2. The selloff was largely due to Amazon's massive capex commitment for GPU compute buildout, as Amazon (and a couple other BigTechs) are used as market benchmarks and because a large portion of us have been holding since 2021-22 or even earlier so we have reached a point where we have hit returns that we were advised to hit in our portfolios. HNWIs with advisors and Institutional Investors (who advisors use) aren't daytrading.

PunchyHamster 2 hours ago | parent | prev [-]

all of them have significant SaaS offering.

But the claim that's related to anthropic posting some markdown files is idiotic at best, malicious at worst

AnimalMuppet 3 hours ago | parent | prev | next [-]

This right here? This is why I read the comments first.

robocat 2 hours ago | parent | next [-]

I try to challenge myself by reading the article to form an opinion, and then I learn by testing my opinion for faults (using good HN comments). Sometimes I test myself by writing comments.

My recent binge has been trying to understand what's going on when smart people simplify complex topics down to single root causes (causes that often feel like memes to me).

I also enjoy a good rationalisation myself!

bryanrasmussen 2 hours ago | parent | prev [-]

works if someone starts by reading the article first, but otherwise that strategy isn't any good either.

llm_nerd 3 hours ago | parent | prev [-]

The connection isn't just implied. It's explicitly the entire foundation of the article.
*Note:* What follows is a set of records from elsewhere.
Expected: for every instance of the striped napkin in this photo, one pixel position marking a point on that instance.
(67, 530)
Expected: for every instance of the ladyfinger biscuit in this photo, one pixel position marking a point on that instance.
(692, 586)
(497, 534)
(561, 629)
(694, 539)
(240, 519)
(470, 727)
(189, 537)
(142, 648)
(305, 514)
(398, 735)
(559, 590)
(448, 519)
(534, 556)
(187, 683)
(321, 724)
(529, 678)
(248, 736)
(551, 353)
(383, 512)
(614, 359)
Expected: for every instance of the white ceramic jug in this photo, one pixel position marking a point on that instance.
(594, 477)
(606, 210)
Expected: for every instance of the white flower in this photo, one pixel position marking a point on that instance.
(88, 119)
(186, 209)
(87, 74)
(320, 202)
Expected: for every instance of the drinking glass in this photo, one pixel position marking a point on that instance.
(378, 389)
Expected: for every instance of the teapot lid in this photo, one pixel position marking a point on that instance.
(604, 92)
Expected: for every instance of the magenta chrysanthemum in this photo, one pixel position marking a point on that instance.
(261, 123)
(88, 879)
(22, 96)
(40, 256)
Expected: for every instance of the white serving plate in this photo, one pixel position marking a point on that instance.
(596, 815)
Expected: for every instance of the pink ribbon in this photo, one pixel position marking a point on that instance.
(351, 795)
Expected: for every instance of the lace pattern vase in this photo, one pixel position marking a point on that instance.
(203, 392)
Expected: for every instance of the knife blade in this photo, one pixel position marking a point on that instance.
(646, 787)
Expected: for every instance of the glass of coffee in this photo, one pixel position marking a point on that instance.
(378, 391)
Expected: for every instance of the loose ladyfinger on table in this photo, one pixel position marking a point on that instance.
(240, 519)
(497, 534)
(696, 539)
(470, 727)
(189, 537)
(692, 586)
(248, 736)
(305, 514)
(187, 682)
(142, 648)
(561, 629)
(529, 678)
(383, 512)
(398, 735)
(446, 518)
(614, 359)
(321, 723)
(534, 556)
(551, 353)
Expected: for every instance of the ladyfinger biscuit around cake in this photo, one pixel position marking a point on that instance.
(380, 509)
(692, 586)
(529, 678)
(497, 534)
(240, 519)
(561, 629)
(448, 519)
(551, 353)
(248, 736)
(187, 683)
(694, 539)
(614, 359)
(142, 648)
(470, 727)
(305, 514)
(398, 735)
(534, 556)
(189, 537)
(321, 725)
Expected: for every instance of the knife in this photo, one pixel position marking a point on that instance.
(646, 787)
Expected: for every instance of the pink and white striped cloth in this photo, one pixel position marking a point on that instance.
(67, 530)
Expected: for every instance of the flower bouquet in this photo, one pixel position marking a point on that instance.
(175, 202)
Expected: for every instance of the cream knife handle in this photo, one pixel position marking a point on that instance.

And it's positively ludicrous.

I mean, to be clear the submission basically does exactly what most financial columnists do. Take every movement of the market, ascribe it to something/anything (when in the real world it's massively multifactorial) because that is pat and seems informative.

The market is massively overvalued, crypto has seen hundreds of billions dissolve, OpenAI has serious questions about its realistic ongoing viability (and a number of majors have a lot of their valuation based upon basically going all in on it -- Oracle, Microsoft, nvidia), the US is headed by a diddler simpleton who has no idea how anything works and thinks it's 1982, and so on. Volatility is a given.